İzlerken Sadi’yi düşündüğüm ve çok beğeneceğini umduğum bir diğer film ‘Elveda Oğlum / So Long, My Son’, Çinli usta Wang Xiaoshuai imzasını taşıyor. ‘80’li yıllardan günümüze Çin toplumunu kasıp kavuran sosyo-ekonomik değişimin insanların hayatlarını nasıl etkilediğini ve nasıl bedbaht ettiğini; devletin ve rejimin ezdiği bireyin dramını hüzünle aktaran üç saat uzunluğunda bir nehir film bu. Her ikisi de bu yıl Berlin Film Festivali’nden ödülle dönen başrol oyuncuları mükemmel. Çağan Irmak imzalı ‘Babam ve Oğlum’dan beri bu denli gözyaşı dökmemiştim.
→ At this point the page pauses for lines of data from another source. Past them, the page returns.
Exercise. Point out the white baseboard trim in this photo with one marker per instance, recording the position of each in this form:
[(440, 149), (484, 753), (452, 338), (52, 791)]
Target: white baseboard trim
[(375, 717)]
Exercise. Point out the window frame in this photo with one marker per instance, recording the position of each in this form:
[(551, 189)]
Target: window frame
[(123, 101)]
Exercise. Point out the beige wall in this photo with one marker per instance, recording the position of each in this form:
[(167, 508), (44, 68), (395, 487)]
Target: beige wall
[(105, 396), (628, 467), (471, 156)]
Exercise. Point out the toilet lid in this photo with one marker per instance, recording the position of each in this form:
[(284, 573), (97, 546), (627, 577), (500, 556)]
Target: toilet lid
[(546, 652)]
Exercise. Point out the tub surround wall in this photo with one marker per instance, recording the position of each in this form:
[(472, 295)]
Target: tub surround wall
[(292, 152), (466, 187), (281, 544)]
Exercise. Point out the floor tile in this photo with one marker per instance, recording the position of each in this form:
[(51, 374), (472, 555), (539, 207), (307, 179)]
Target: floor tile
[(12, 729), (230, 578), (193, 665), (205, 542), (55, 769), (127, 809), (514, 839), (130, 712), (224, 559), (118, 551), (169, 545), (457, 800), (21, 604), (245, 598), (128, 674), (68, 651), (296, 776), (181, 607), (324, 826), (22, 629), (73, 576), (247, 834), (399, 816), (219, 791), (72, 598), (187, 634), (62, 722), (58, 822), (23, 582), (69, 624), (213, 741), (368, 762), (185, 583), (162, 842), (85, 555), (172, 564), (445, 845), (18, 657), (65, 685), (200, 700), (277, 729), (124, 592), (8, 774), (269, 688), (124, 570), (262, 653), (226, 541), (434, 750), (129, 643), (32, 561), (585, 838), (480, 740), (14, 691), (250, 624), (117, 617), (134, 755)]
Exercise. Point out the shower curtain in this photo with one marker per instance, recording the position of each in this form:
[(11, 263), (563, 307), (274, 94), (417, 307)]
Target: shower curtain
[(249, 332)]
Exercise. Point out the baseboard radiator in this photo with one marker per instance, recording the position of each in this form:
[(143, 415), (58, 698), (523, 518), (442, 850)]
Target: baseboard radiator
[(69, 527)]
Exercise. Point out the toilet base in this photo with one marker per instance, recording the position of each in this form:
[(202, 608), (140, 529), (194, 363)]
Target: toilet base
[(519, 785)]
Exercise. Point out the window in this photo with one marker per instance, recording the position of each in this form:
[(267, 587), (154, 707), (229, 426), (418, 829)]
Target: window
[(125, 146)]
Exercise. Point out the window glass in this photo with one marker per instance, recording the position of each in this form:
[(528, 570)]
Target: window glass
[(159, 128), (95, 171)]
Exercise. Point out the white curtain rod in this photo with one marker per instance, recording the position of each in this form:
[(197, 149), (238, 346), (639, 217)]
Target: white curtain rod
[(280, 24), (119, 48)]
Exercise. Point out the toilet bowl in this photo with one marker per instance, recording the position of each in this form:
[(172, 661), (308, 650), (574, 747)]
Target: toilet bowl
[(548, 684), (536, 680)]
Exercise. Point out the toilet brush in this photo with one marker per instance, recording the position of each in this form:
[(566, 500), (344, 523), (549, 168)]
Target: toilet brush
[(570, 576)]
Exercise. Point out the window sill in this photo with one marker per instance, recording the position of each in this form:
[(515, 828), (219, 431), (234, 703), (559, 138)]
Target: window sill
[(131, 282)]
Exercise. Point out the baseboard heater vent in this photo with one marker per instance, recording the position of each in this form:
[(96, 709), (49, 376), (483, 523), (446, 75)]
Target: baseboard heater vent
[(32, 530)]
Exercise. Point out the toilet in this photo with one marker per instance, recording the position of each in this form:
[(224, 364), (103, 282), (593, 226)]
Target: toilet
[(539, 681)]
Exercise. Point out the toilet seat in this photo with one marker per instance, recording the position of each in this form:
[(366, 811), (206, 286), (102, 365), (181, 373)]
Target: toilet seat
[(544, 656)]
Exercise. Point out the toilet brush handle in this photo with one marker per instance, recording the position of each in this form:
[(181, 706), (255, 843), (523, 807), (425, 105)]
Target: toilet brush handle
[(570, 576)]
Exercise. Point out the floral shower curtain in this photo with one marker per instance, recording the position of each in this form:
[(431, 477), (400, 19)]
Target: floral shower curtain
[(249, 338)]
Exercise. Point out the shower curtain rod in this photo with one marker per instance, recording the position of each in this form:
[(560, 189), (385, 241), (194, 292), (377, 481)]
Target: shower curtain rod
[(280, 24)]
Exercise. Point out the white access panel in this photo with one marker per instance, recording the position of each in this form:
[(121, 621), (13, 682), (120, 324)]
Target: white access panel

Sadi’ye öneriler yazımı, halen gösterimde olan bizden bir filmle tamamlamak istiyorum. Değerli sinemacımız Emin Alper’in Berlin’de yarışmış üçüncü uzun metrajı ‘Kız Kardeşler’ sadece ülkemizin değil dünya sinemasının bu yıl içinde ürettiği en iyi filmlerden biri. Bir dağ köyüne sıkışmış bireylerin yoksunluğunu, çaresizliğini, çıkışsızlığını, ağırlıklı olarak bir gece boyunca aktaran Alper’in ‘Tepenin Ardı’ndan sonra bir kez daha kırsal tek mekâna dönüş yaptığı bu yeni eseri her anlamıyla kusursuz. Besleme olarak kasabalı, şehirli evlere gönderilen kızların hikâyesi çok vurucu, ancak beni daha çok etkileyen, zincirlerini kırmak için didinen Veysel’in umutsuz mücadelesi oldu. Bunda, ilk kez izlediğim tiyatro oyuncusu Kayhan Açıkgöz’ün üstün yorumunun büyük katkısı olduğunun altını çizmeliyim. Haklarını yemeyelim, üç kızkardeşi canlandıran kadın oyuncuların her biri (büyükten küçüğe doğru; Cemre Ebuzziya, Ece Yüksel ve Helin Kandemir) gayet başarılı. Alper’in kırsal alanda kadın cinselliğini yaman bir biçimde ele alan incelikli senaryosu ve güçlü diyalogları, Emre Erkmen imzalı görüntüler, Çiçek Kahraman’ın başarılı kurgusu ve iki Yunan bestecinin (Giorgos ve Nikos Papaioannou) yaylılar eşlikli etkileyici müzik çalışmasını da teker teker anmadan geçmeyelim.